Он вручает ей рамку размером с большую книгу. Под стеклом — ее фотография, сделанная тем человеком, который утверждал, что может жонглировать слоном на кончике носа. Та Софи Рэкхэм, которую он запечатлел, благородна и бесцветна, вся серая и черная, как статуя, и выглядит чрезвычайно достойно и взросло. Ненастоящий задник превратился в настоящую комнату; у юной леди красивые и живые глаза, в которых мерцают крохотные огоньки. Какая красивая картинка. Были бы краски, получилась бы просто картина.

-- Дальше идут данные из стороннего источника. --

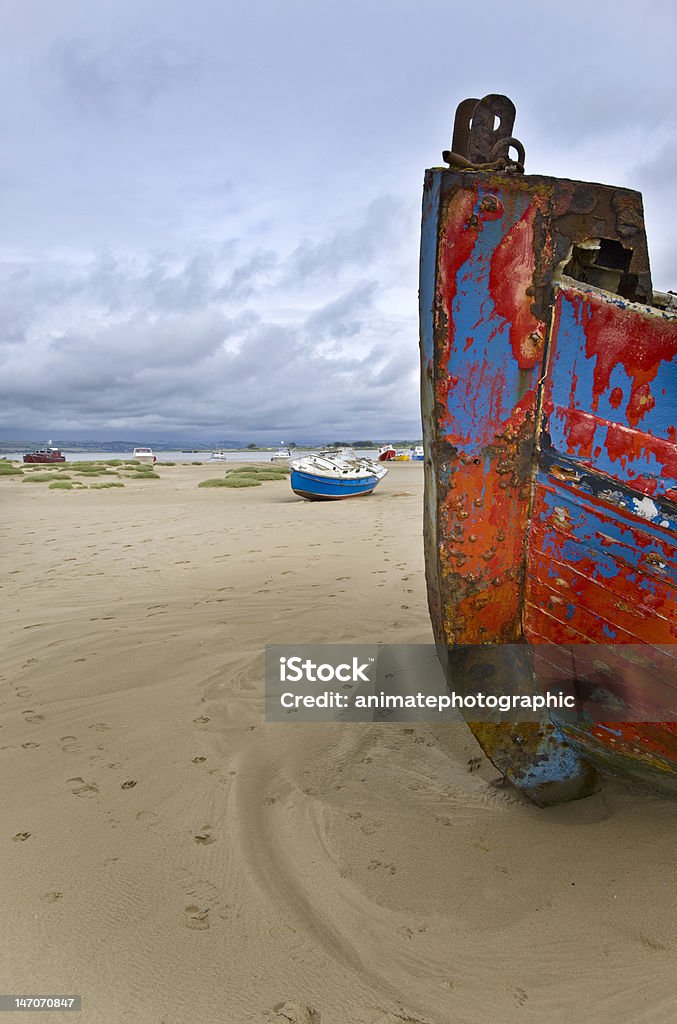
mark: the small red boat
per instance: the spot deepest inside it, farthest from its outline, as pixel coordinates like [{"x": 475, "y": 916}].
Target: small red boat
[{"x": 45, "y": 456}]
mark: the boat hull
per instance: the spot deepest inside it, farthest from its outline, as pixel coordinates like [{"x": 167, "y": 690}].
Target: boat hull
[
  {"x": 550, "y": 473},
  {"x": 319, "y": 488}
]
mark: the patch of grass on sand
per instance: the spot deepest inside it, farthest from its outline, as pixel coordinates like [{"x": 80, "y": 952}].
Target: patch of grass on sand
[
  {"x": 241, "y": 480},
  {"x": 262, "y": 472}
]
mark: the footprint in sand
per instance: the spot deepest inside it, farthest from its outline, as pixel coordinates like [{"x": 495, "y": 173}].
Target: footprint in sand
[
  {"x": 301, "y": 1013},
  {"x": 33, "y": 717},
  {"x": 147, "y": 818},
  {"x": 82, "y": 788},
  {"x": 197, "y": 918}
]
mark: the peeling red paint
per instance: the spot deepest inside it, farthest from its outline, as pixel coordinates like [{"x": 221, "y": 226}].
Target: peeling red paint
[{"x": 511, "y": 276}]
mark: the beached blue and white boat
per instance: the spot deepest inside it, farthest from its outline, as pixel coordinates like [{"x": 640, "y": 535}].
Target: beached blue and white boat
[{"x": 319, "y": 477}]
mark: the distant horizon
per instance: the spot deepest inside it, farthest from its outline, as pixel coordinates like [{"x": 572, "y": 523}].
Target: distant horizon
[{"x": 192, "y": 443}]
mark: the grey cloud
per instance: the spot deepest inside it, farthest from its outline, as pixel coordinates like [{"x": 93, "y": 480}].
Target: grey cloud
[
  {"x": 342, "y": 317},
  {"x": 350, "y": 246},
  {"x": 123, "y": 76}
]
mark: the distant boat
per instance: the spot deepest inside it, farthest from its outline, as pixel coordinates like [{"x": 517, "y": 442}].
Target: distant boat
[
  {"x": 143, "y": 455},
  {"x": 319, "y": 477},
  {"x": 282, "y": 455},
  {"x": 45, "y": 456},
  {"x": 340, "y": 452}
]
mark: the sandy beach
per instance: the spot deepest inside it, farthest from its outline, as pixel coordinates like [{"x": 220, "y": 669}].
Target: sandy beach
[{"x": 174, "y": 859}]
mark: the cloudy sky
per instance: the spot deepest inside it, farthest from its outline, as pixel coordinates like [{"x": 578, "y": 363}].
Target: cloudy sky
[{"x": 209, "y": 209}]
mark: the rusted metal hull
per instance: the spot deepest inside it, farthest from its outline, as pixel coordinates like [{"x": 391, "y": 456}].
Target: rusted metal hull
[{"x": 551, "y": 469}]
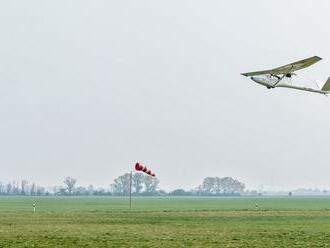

— Спасибо, папа, — говорит Софи.
Отец улыбается, глядя на нее сверху вниз; его губы складываются в улыбку не сразу, а рывками, как будто ему непривычно пользоваться нужными мускулами лица. Он молча достает из-за спины другую фотографию в рамке: на этой изображен он сам, стоящий перед нарисованными горами и небом, всматривающийся в будущее.
— Что скажешь?
Софи не верит своим ушам. Отец до этого никогда не спрашивал ее мнения. Возможно ли, чтобы Вселенная позволила такое? Он старый, а она юная, он большой, а она маленькая, он мужчина, а она женщина, он ее отец, а она всего только его дочь.
— Очень хорошо, да, папа? — говорит она.
Она хочет сказать, как реальна иллюзия того, что он стоит у этих гор, но опасается, что не сумеет связно выразить мысль, что ее подведет скудный словарный запас. И все же он догадался, о чем она думает.
— Странно, не правда ли, мы же знаем, что ф-фотография сделана в комнате верхнего этажа, внизу людная улица — тем не менее, я стою в дикой местности. Но это как раз и есть то, что мы все д-должны делать, Софи: п-представлять себя в наилучшем свете. Для того и с-существует искусство. А также история.
Его заикание усиливается по мере того, как исчерпываются возможности вести беседу на понятном ей уровне. Софи чувствует, что отец собирается уйти.
— А что с другой картинкой, папа? — не выдерживает она. — На которой мы все вместе?
— Та вышла неудачно, — с огорчением отвечает он. — Возможно, мы как-нибудь съездим туда и попробуем еще раз. Но я не обещаю.
Он обрывает разговор и, не простившись, важно покидает комнату. Софи смотрит на закрывшуюся дверь и прижимает к груди свою фотографию. Скорее бы показать ее мисс Конфетт.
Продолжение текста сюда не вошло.